In de jaren vijftig en zestig werd veel meer op straat gespeeld dan nu. Er was nog niet zoveel verkeer. Wel waren er veel pleintjes, veldjes of een speeltuin, waar je lekker met een bal kon spelen. We hadden aardig wat keus. We konden gaan palen, slagballen, stoepranden, mieten of gewoon voetballen. Voor veel balsporten werd en wordt (soms nog steeds) de basis op straat gelegd.
Je had bij ons een poortje, onder een rij huizen, waar ook verkeer door kon. Op beide muren hadden we doelen gekalkt om te kunnen mieten. Eigenlijk was dat koppen. De stoep was aan beide kanten twee tegels breed met een stoeprand. Als er een auto langskwam moest je even stoppen.
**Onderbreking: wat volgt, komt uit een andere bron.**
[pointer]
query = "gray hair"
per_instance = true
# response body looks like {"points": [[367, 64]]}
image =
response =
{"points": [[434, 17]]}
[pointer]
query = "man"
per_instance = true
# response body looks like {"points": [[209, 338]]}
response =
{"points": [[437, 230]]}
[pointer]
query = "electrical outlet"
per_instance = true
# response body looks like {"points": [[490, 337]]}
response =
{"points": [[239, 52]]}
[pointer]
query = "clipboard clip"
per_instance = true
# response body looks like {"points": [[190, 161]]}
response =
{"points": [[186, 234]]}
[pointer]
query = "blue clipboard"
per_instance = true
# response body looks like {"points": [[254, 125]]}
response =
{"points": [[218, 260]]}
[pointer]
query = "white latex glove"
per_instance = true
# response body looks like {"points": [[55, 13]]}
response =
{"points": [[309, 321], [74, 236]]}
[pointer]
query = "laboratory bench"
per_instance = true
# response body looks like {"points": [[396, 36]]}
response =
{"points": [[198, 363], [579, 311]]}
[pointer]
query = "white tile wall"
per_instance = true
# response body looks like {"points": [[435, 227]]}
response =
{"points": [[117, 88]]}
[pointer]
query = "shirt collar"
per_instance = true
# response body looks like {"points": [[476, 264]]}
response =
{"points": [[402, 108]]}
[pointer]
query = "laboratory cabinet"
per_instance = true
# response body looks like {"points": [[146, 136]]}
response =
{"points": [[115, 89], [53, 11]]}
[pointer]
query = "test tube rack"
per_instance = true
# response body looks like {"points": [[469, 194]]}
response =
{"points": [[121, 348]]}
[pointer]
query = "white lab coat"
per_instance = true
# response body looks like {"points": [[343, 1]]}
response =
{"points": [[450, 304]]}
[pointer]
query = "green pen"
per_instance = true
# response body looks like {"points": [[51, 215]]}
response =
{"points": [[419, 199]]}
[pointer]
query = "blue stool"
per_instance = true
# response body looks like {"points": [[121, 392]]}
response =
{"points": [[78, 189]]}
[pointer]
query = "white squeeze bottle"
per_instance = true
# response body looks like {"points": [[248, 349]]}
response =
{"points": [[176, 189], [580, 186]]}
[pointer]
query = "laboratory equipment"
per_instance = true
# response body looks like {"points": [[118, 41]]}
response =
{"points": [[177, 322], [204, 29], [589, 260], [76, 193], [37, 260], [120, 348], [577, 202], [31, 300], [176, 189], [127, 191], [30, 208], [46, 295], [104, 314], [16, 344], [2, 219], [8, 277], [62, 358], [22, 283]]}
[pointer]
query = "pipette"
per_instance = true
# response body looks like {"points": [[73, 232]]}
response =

Je gooide de bal op en probeerde dan een doelpunt te maken aan de andere kant. Je moest met minimaal één been op de stoep blijven. Andersom probeerde je de bal er dus uit te houden of ineens terug te koppen. Dat heette dan een miet. Had je drie mieten, dan mocht je midden op straat gaan staan, een soort penantie nemen met je hoofd.
Je had al de nodige techniek en balgevoel in huis als je lid werd van een club. En op die sportvereniging werden ons sociale competenties bijgebracht.